Uma saudosa estrada de ferro
A edição de 9 de março deste jornal publicou matéria sobre a publicação da lei municipal que transformou em patrimônio cultural material o conjunto de edifícios da Estrada de Ferro Sorocabana (E.F.S.). Seguem abaixo alguns comentários.
Remonta a meados do século XIX a implantação das primeiras linhas de trem no nosso País, das quais fazem parte o ramal paulista para escoar a produção de café até o porto de Santos. Muitas cidades surgiram ao lado das linhas de trem e a população desenvolveu diversas atividades, várias delas vinculadas às ferrovias.
Sorocaba faz parte da história da industrialização do Brasil, na medida da importância que teve a E.F.S. para expandir a economia da cidade e região. Depois, porém, que a indústria automobilística se instalou em fins da década de 50 do século XX, as ferrovias perderam a importância dos serviços de transporte, principalmente de passageiros, com o consequente sucateamento.
A memória de quem viveu aquela época continua a reverberar pelos familiares e pelo que restou da aludida ferrovia, deixada ao abandono. Se assim permanecer, Sorocaba perderá parte significativa da própria história porque naquele espaço urbano surgirá uma lacuna que não mais se preencherá nem continuará o trajeto histórico, político e cultural do município dado pela ferrovia.
Na arquitetura e urbanismo, diversas obras e cidades surgiram ao longo do tempo e a ele tem resistido com maior ou menor conservação, as quais são monumentos ou documentos que trazem o passado até nós e nos levam de volta a ele.
Pelos seus componentes entramos em espaços deixados para trás, ao mesmo tempo em que vem até nós na configuração dada pela atualização, conservação ou modificação de cada obra. Ciências, costumes, crenças, mitos, política e religião de épocas passadas repercutem da razão da existência de cada e na dimensão entre tempo e espaço, pelas quais aludidas obras devem ser em relação ao tempo e estar em relação ao espaço.

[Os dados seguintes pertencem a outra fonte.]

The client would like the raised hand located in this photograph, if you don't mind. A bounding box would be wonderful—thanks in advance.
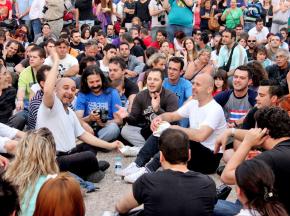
[115,104,129,119]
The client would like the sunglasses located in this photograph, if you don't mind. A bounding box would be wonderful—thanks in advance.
[247,40,256,42]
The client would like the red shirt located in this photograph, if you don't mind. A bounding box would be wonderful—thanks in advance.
[143,35,152,47]
[0,0,12,21]
[149,41,174,50]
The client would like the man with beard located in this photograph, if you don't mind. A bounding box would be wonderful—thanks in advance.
[246,35,257,61]
[98,44,117,77]
[214,65,257,128]
[266,34,282,61]
[118,73,226,183]
[115,68,178,148]
[36,49,122,182]
[75,65,122,142]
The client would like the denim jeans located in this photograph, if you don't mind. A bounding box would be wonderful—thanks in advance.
[7,109,29,130]
[167,24,193,42]
[244,22,256,32]
[96,122,120,142]
[213,199,242,216]
[31,18,42,37]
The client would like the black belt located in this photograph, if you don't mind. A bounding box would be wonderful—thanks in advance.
[44,16,63,22]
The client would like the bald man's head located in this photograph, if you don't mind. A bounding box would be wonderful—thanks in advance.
[192,73,214,100]
[55,78,76,107]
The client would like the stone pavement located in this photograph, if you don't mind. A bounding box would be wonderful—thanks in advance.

Ser e estar numa delas podem significar o resgate psicológico ou afetivo de uma pessoa, em que ela faz uma viagem no tempo e resgata a própria origem (ser) enquanto se identifica com o espaço (estar). É uma relação pela qual se incorpora no ambiente e o vivencia como se retroagisse aos primórdios daquela obra ou da própria origem genealógica.
Conclusivamente, uma saudosa estrada de ferro se relaciona na existência de cada edifício, em que cada um poderá ser transformado pela variação do tempo no espaço e a alteração deste no tempo, enquanto a cultura da sociedade requalifica os usos ou finalidades deles; mas, não devem deixar de ser o que foram. A razão e a dimensão que os transformam para o que são (ou foram) e estão (ou estiveram) não desaparecem. Nada a mais.